Para os demais cidadãos, Renan quer que sejam aprovadas propostas que desonerem os impostos do transporte coletivo, de modo a baixar as tarifas do transporte urbano. No que se refere à moralização do setor público, as propostas incluem a sugestão da própria presidenta Dilma de transformar a corrupção em crime hediondo e a aprovação de emenda constitucional para estender as regras da Lei da Ficha Limpa para todos os servidores públicos.
"Outro projeto que pretendemos apreciar em regime de urgência é o que pune juízes e membros do Ministério Público condenados em crimes. Hoje, estranhamente, eles são blindados com aposentadorias", disse o presidente do Senado. Renan Calheiros também defendeu a aprovação de uma reforma política para impor mais rigor ao processo eleitoral.
Redução de tarifas
A redução de tarifas de transporte público por meio de desoneração tributária federal foi aprovada ontem por unanimidade e em caráter terminativo pela Comissão de Assuntos Econômicos (CAE) do Senado. Os parlamentares incluíram emendas ao Projeto de Lei (PL) 310/2009 que prevê essa possibilidade, mas a apreciação desses pontos adicionais ficou para a próxima terça-feira, dia 2, depois de um acordo, para não inviabilizar a aprovação do texto base do projeto.
De acordo com o PL, fica instituído o Regime Especial de Incentivos para o Transporte Coletivo Urbano e Metropolitano de Passageiros (Reitup) com isenção de tributos, que deve diminuir o custo. A desoneração não é obrigatória e valerá apenas para os estados que aderirem.
Aécio apresenta suas propostas
Brasília. O presidente do PSDB, senador Aécio Neves (MG), voltou a criticar a sugestão da presidenta Dilma Rousseff de convocar um plebiscito para que a população decida se quer uma Assembleia Nacional Constituinte que faça a reforma política. O senador discursou no plenário do Senado, ontem, logo após o presidente da Casa, senador Renan Calheiros (PMDB-AL), defender a proposta da presidenta e considerá-la constitucional.
O presidente do PSDB apresentou uma agenda para atender às reivindicações das manifestações FOTO: AGÊNCIA SENADO
Aécio citou artigo do vice-presidente da República, Michel Temer, que diz que a convocação de uma Constituinte para tratar da reforma política seria "a desmoralização absoluta da atual representação".

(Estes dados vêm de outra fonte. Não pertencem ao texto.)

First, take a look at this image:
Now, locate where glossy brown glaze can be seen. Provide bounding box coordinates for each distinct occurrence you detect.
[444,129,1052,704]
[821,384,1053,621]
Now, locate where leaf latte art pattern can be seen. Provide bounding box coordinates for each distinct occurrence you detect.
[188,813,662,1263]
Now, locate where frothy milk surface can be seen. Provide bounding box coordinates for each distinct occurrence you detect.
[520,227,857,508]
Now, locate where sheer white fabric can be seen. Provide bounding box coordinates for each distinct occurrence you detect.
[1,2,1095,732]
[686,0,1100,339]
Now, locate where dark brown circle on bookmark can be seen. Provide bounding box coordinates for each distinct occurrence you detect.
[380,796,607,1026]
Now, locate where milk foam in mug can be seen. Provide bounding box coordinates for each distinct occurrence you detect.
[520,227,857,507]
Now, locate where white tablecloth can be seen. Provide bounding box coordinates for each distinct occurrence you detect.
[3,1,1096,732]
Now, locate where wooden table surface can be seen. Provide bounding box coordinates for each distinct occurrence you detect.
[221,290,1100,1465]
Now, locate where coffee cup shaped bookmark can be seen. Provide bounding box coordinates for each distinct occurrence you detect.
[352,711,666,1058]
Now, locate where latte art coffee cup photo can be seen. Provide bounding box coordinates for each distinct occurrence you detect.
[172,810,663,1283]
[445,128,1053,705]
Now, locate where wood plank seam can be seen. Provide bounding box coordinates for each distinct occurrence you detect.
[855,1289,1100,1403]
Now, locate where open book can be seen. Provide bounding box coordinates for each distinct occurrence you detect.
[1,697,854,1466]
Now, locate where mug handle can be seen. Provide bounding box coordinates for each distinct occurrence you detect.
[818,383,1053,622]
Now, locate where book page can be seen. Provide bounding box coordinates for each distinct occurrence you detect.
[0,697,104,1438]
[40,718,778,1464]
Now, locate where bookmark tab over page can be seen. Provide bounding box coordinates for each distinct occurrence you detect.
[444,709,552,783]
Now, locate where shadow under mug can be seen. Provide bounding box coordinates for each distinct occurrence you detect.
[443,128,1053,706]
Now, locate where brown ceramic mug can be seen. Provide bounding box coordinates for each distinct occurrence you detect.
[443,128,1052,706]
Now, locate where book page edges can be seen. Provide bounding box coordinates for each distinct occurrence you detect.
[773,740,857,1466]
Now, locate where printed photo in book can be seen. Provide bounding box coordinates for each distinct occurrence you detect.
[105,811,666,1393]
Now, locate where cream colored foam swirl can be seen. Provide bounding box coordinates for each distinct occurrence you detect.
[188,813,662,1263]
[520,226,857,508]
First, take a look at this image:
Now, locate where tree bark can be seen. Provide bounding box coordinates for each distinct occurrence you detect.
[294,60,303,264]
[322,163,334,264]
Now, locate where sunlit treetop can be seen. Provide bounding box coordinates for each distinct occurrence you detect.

O presidente do PSDB também apresentou uma agenda com propostas para atender às reivindicações das manifestações dos últimos dias em todo o país. Dividida em três eixos, o conjunto de propostas traz sugestões para aumentar a transparência e combater a corrupção, fazer um novo pacto federativo para melhorar a situação dos estados e municípios e implementar medidas para melhorar a ética e a democracia no país.
Entre as propostas para aumentar a transparência, Aécio Neves pede a divulgação dos gastos presidenciais com as viagens internacionais e dos cartões corporativos da Presidência da República, resguardando os últimos 12 meses.
Ele também sugere uma auditoria nas obras da Copa do Mundo e "a informação dos critérios, valores e custos dos financiamentos concedidos pelo Banco Nacional de Desenvolvimento Econômico e Social, em especial os empréstimos a empresas brasileiras para investimentos no exterior nos últimos dez anos".
Para melhorar a gestão pública e promover o que chamou de "Federação solidária", o senador propõe a redução pela metade do número de ministérios e a diminuição dos mais de 22 mil cargos comissionados.